October 29, 2014 at 2:16 pm
I got some xml that is essentially an html table that I need to turn into a standard table resultset from a stored proc. If you take this xml and save it as html that is the desired resultset I am looking for. I realize the <td> tags repeat so I would just prefer 'col' + positional index for the col name. Keep in mind that <td> could be is 1 to n. In the end if anyone can point me to some extensive xml Data Type Methods documentation that would be great.
<table>
<tr>
<td>cell1</td>
<td>cell2</td>
<td>cell3</td>
</tr>
<tr>
<td>cell4</td>
<td>cell5</td>
<td>cell6</td>
</tr>
<tr>
<td>cell7</td>
<td>cell8</td>
<td>cell9</td>
</tr>
</table>
This is my attempt but I can't figure out how to get separate cols
declare @GridData xml = '<table><tr><td>cell1</td><td>cell2</td><td>cell3</td></tr><tr><td>cell4</td><td>cell5</td><td>cell6</td></tr><tr><td>cell7</td><td>cell8</td><td>cell8</td></tr></table>'
select T.C.value('.', 'nvarchar(max)')
from @GridData.nodes('//tr') T(C)
October 29, 2014 at 2:37 pm
A quick solution, should get you passed this hurdle
😎
USE tempdb;
GO
SET NOCOUNT ON;
DECLARE @TXML XML = '<table>
<tr>
<td>cell1</td>
<td>cell2</td>
<td>cell3</td>
</tr>
<tr>
<td>cell4</td>
<td>cell5</td>
<td>cell6</td>
</tr>
<tr>
<td>cell7</td>
<td>cell8</td>
<td>cell9</td>
</tr>
</table>';
;WITH BASE_DATA AS
(
SELECT
ROW_NUMBER() OVER
(
PARTITION BY (SELECT NULL)
ORDER BY (SELECT NULL)
) AS ROW_ID
,TAB.DATA.query('*') AS RDATA
FROM @TXML.nodes('table/tr') AS TAB(DATA)
)
,COLUMN_DATA AS
(
SELECT
BD.ROW_ID
,ROW_NUMBER() OVER
(
PARTITION BY BD.ROW_ID
ORDER BY (SELECT NULL)
) AS COL_ID
,COL.DATA.value('.[1]','VARCHAR(50)') AS COL_VAL
FROM BASE_DATA BD
OUTER APPLY BD.RDATA.nodes('td') AS COL(DATA)
)
SELECT
CD.ROW_ID
,MAX(CASE WHEN CD.COL_ID = 1 THEN CD.COL_VAL END) AS COL_01
,MAX(CASE WHEN CD.COL_ID = 2 THEN CD.COL_VAL END) AS COL_02
,MAX(CASE WHEN CD.COL_ID = 3 THEN CD.COL_VAL END) AS COL_03
,MAX(CASE WHEN CD.COL_ID = 4 THEN CD.COL_VAL END) AS COL_04
,MAX(CASE WHEN CD.COL_ID = 5 THEN CD.COL_VAL END) AS COL_05
,MAX(CASE WHEN CD.COL_ID = 6 THEN CD.COL_VAL END) AS COL_06
,MAX(CASE WHEN CD.COL_ID = 7 THEN CD.COL_VAL END) AS COL_07
,MAX(CASE WHEN CD.COL_ID = 8 THEN CD.COL_VAL END) AS COL_08
,MAX(CASE WHEN CD.COL_ID = 9 THEN CD.COL_VAL END) AS COL_09
,MAX(CASE WHEN CD.COL_ID = 10 THEN CD.COL_VAL END) AS COL_10
FROM COLUMN_DATA CD
GROUP BY CD.ROW_ID;
Results
ROW_ID COL_01 COL_02 COL_03 COL_04 COL_05 ...

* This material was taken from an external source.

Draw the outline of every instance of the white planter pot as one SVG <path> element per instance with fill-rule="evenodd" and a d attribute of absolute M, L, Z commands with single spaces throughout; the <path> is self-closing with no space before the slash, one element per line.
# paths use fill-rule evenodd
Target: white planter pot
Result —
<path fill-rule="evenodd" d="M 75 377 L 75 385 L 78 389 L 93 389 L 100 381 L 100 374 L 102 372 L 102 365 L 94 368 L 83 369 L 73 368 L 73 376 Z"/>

------- ------- ------- ------- ------- -------...
1 cell1 cell2 cell3 NULL NULL ...
2 cell4 cell5 cell6 NULL NULL ...
3 cell7 cell8 cell9 NULL NULL ...
October 29, 2014 at 3:01 pm
That's f***ing impressive, I have been working with various langs for more than 15 years and usually you can gauge how complex something is and how much code it might take to accomplish something. I was not expecting to see the code this complex for especially when you think of how easy it is what want I to do just by using in a foreach in xsl. Damn m$. Now I just to need figure exactly how this code is working, thanks for your help!
October 30, 2014 at 7:06 am
🙂
Alternatively use OPENXML
DECLARE @xmlDocument nvarchar(max)
SET @xmlDocument = N'<table>
<tr>
<td>cell1</td>
<td>cell2</td>
<td>cell3</td>
</tr>
<tr>
<td>cell4</td>
<td>cell5</td>
<td>cell6</td>
</tr>
<tr>
<td>cell7</td>
<td>cell8</td>
<td>cell9</td>
</tr>
</table>';
DECLARE @docHandle int;
EXEC sp_xml_preparedocument @docHandle OUTPUT, @xmlDocument;
WITH rs1 AS (
SELECT cast(a.text as varchar(100)) [text]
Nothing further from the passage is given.